The role of the Achilles tendon is to help decelerate dorsiflexion at the ankle shortly after heel strike by way of the gastroc/soleus complex. During running or stair climbing, forces in the lower extremity can reach upwards of seven times a person's body weight. Due to the shape of the calcaneus and its insertion point, it is also a mild decelerator of pronation of the foot.

If that was all it had to do, then there probably would never be a problem.

To solve the case of Achilles tendonitis, one must look up. Up to the knee, that is. The gastrocnemius muscle plays a role in the transverse plane at the knee, with the lateral head assisting in deceleration of internal rotation of the femur, which also occurs at heel strike. That means the lateral gastrocnemius (LG) is functionally synergistic with the gluteus maximus.

If the gluteus maximus is insufficient or neurologically inhibited (which can happen with trigger points in the iliopsoas or piriformis), then the LG has to work eccentrically at both ends during pronation of the limb. This creates a huge potential overuse scenario and may be classified as an overuse injury.

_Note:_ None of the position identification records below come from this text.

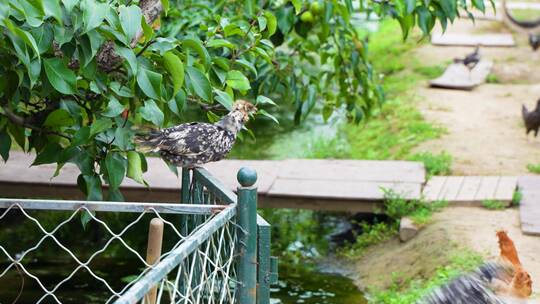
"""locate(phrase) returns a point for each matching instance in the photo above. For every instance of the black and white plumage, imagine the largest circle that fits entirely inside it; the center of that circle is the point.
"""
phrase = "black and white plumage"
(197, 143)
(487, 285)
(471, 60)
(531, 119)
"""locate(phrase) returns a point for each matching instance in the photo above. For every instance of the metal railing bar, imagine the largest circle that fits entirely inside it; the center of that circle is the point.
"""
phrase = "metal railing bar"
(132, 207)
(214, 185)
(190, 244)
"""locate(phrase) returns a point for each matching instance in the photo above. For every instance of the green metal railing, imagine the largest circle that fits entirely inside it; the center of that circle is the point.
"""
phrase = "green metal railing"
(221, 252)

In common language, your Achilles tendonitis may be injured because of your weak butt!

The other scenario, the one which often causes pain at the insertion on the calcaneus is quite different. Usually, when the weak point of the tendon is its insertion at the calcaneus, this means the Achilles tendon is too tight. Adaptive shortening of the tendon usually occurs with a lack of pronation at the foot...an over supination problem.

When the foot hits the ground, the first contact point is the lateral calcaneus. This helps facilitate a fall into pronation, thereby eccentrically loading the lower extremity muscles. However, in the presence of subtalar joint eversion hypomobility (which may originate in the joint, or be due to a trigger point in the medial gastrocnemius), the weak link becomes the insertion point.

So, to recap. There are at least two possible causes for Achilles tendonitis:

1. Over pronation due to lateral gastroc overload from a weak gluteus maximus. Strengthen the gluteus medius first, then the gluteus maximus (first in the saggital plane) to help take the stress off of the tendon. This also tends to show up in a functionally longer leg (i.e. anteriorly rotated innominate).

2. Over supination due to subtalar joint hypomobility, a leg that feels to short or a medial gastroc tender point. Teach the subtalar joint to evert, lengthen the gluteus medius and load the gluteus maximus first in the transverse plane. If this is the case, ditch the motion control shoes!

In Greek mythology, Achilles was a war hero and the central figure of Homer's Iliad. He was known to be strong, handsome and a mighty warrior. When he was little, his mom, Thetis, tried to make him immortal by dipping him head first into the river, Styx. As a warrior, he was fierce, but he was taken down by an arrow shot through his heel, the only part of his body that didn't get dipped in the river.

I'm not trying to change Greek mythology, but perhaps someone should look into the story. I'm thinking his mom grabbed onto his waist and dipped him in head first...leaving his derriere high and dry.